Minnesota’s two senators and all eight members of Congress have sent a letter to the Food and Drug Administration, saying delays in review of medical devices “are hindering innovation, delaying patient access to new therapies, and undermining the U.S. medical industry’s global leadership.”
The letter was from Sens. Amy Klobuchar and Al Franken and U.S. Reps. Erik Paulsen, Collin Peterson, John Kline, Betty McCollum, Keith Ellison, Michele Bachmann, Tim Walz, and Chip Cravaack.
Minnesota is big in medical device technology, with more than 400 companies that employ more than 30,000 people.
Says the letter to Commissioner Margaret Hamburg:
Dear Dr. Hamburg,
We are writing in regards to the Food and Drug Administration’s (FDA) Office of Device Evaluation’s (ODE) Investigational Device Exemption (IDE) review process.
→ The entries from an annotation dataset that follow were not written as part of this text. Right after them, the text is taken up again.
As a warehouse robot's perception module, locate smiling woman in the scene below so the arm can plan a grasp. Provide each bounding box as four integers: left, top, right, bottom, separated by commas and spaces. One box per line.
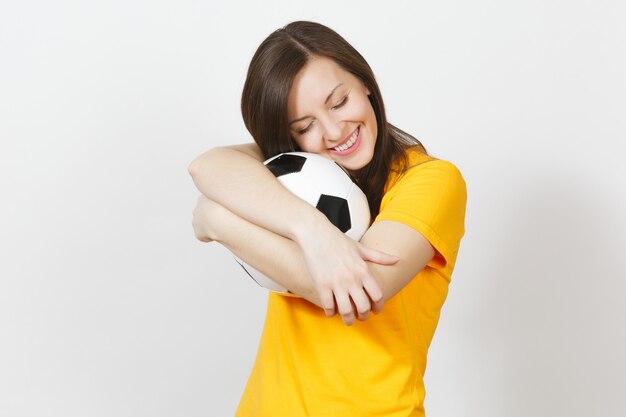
189, 22, 466, 417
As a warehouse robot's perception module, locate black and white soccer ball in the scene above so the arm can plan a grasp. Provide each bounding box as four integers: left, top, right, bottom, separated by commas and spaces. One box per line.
235, 152, 370, 293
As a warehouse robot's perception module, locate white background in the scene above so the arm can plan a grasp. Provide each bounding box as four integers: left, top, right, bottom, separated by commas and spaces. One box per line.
0, 0, 626, 417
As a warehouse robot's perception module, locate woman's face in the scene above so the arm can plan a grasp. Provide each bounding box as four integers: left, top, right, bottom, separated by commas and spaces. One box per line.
287, 57, 378, 171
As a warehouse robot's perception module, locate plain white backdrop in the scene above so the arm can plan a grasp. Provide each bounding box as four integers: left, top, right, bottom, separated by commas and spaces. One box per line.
0, 0, 626, 417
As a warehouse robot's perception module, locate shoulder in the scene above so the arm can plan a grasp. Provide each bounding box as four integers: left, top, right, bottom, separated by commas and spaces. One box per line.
385, 147, 465, 193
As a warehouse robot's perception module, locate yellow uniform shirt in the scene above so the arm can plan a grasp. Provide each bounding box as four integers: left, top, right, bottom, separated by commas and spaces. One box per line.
236, 150, 466, 417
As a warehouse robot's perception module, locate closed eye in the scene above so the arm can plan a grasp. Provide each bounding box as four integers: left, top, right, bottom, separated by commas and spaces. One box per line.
333, 96, 348, 110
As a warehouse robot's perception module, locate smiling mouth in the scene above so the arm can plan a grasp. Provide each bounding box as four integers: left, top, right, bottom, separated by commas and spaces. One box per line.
332, 126, 361, 152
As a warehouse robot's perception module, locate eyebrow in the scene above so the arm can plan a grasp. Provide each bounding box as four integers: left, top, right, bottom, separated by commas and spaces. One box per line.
289, 83, 343, 126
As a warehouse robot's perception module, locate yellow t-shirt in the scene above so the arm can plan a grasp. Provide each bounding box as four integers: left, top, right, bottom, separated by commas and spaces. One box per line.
236, 150, 466, 417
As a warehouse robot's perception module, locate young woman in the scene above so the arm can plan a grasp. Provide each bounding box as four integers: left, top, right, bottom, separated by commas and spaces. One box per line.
189, 22, 466, 417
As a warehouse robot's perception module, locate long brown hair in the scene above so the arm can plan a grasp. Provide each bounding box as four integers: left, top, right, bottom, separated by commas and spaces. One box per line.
241, 21, 427, 219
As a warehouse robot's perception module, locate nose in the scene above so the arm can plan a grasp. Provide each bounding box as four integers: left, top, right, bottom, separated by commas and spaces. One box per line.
322, 117, 344, 146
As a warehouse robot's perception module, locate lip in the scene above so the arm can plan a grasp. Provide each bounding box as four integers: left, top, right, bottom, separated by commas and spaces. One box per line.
328, 126, 361, 156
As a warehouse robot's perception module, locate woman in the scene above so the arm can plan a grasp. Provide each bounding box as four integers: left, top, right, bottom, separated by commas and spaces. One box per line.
189, 22, 466, 417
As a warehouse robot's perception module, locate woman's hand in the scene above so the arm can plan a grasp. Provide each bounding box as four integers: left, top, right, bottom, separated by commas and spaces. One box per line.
298, 218, 398, 325
191, 194, 223, 243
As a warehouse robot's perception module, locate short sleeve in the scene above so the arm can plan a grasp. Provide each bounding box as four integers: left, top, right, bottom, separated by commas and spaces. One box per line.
375, 160, 467, 270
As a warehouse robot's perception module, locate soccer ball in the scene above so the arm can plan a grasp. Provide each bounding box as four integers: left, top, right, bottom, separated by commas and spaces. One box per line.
235, 152, 370, 293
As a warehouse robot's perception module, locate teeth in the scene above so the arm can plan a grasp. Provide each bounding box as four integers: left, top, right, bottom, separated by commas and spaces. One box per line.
334, 129, 359, 152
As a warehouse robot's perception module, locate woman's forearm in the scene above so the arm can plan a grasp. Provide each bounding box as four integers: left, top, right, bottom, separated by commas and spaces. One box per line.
189, 145, 330, 243
210, 197, 322, 308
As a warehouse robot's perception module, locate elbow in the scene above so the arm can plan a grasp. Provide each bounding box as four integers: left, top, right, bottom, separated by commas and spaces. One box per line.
187, 149, 215, 178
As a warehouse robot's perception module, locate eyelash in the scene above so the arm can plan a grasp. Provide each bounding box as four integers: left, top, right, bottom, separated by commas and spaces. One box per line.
298, 96, 348, 135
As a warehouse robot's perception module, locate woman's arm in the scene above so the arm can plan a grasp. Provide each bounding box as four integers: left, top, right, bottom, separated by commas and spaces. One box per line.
194, 197, 434, 325
189, 144, 397, 316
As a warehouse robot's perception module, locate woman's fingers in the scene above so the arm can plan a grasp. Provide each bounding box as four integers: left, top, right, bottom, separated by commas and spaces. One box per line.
335, 291, 355, 326
350, 288, 372, 321
317, 288, 337, 317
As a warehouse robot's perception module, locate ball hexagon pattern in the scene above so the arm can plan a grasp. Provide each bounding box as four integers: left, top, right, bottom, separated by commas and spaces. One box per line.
235, 152, 370, 293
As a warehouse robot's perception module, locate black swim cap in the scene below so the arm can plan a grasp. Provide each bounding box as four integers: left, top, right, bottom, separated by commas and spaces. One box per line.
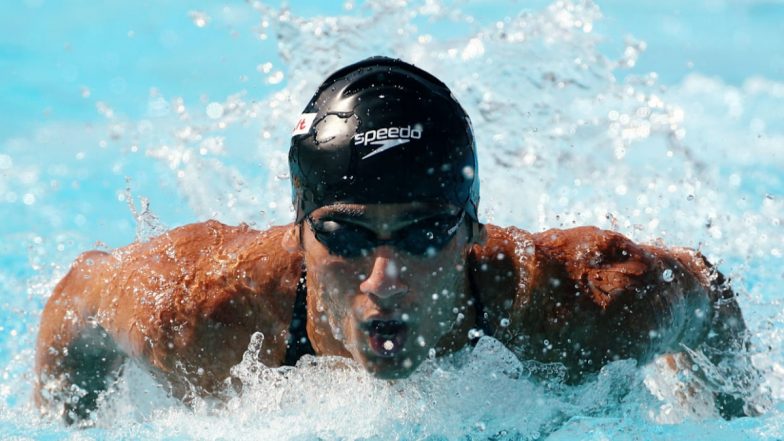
289, 57, 479, 222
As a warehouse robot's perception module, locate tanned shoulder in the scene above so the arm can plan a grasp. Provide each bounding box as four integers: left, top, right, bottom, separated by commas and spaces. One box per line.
472, 226, 711, 381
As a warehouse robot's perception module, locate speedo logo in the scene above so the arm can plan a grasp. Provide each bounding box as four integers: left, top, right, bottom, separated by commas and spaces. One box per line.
354, 125, 422, 159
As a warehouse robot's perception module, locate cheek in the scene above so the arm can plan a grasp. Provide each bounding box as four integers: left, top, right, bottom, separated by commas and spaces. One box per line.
308, 262, 362, 320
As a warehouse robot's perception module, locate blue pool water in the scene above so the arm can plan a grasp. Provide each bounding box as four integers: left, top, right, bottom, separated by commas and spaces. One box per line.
0, 0, 784, 440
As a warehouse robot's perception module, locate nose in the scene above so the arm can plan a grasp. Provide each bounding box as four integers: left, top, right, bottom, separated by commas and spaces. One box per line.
359, 247, 408, 299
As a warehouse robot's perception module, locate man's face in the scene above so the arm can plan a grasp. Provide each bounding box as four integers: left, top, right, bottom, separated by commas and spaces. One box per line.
301, 203, 474, 378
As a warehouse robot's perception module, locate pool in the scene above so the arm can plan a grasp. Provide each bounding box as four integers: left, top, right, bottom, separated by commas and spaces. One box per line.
0, 0, 784, 440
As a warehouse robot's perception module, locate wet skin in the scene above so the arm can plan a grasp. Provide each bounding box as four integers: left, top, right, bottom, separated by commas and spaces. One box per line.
35, 204, 746, 421
289, 203, 475, 378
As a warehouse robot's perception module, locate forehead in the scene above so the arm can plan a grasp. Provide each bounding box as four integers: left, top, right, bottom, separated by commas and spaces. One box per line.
311, 202, 460, 223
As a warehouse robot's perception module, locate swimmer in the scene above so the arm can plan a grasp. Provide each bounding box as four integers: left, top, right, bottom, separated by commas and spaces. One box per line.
35, 57, 751, 422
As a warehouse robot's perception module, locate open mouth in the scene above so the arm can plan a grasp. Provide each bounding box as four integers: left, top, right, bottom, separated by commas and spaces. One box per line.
362, 320, 408, 357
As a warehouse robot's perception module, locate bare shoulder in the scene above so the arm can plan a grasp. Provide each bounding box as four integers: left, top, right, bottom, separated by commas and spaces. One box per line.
474, 227, 713, 378
43, 221, 302, 390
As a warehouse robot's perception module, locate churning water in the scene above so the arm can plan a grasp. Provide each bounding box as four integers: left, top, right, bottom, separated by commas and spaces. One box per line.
0, 0, 784, 440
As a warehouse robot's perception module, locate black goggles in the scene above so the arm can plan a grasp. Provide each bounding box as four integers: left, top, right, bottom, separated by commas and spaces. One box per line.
307, 211, 465, 258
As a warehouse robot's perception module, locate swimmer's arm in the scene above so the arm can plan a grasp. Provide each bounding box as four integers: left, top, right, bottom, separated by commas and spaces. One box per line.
34, 251, 124, 423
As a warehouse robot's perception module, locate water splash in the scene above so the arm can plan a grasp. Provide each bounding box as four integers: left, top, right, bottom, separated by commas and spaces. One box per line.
0, 0, 784, 439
Specifically, we are very concerned that delays in this process are hindering innovation, delaying patient access to new therapies, and undermining the US medical industry’s global leadership.
U.S. medical technology companies have historically led the world with ground-breaking innovations that improve patient care. They are also a key force within the US economy, providing well-paying jobs and remaining one of the few manufacturing sectors with a consistently positive balance of trade. The majority of these companies are small businesses, with 50 employees or less – the core of American innovation and economic growth. However, a recent survey of the medical device industry conducted by the Institute for Health Technology Studies showed that we are losing our leadership in this area. The study found that nearly two-thirds of small medical device companies are seeking approvals in Europe before coming to market in the United States.
A review of ODE’s annual reports over the last decade show a clear pattern of decline in the percentage of IDE’s approved on the first IDE review cycle, dropping from 76% in FY2000 to 56% in FY2009. Despite a decrease in the number of original IDE’s submitted and increased funding through user fees, companies are still facing hurdles in IDE first approvals. Most alarming, are the FY2010 figures, released by ODE per the MDUFMA III negotiations, which show only 32% of IDE’s are approved on the first review cycle.
Recent studies, including those compiled by Dr. Josh Makower, MD, of Stanford University and PricewaterhouseCoopers, have shown that the FDA IDE review processes is often inconsistent and unpredictable. Due to this, companies have faced significant delays in bringing their products to market. Additionally, this uncertainty has resulted in reduced venture capital investment in new products.
While we support your mission of ensuring that safe and effective devices reach the marketplace, we feel that we can achieve that goal while still balancing our ability to develop innovative and life-saving therapies.
We request that you provide an explanation for the cause of the 43% drop in IDE’s approved on the first review cycle between FY2009 and FY2010. Additionally, in light of the recent directive by President Obama to eliminate unnecessary delays and regulations within FDA, we would like your feedback on what steps you are considering to improve the IDE review process.
Thank you for your attention to this important matter, and we look forward to your response.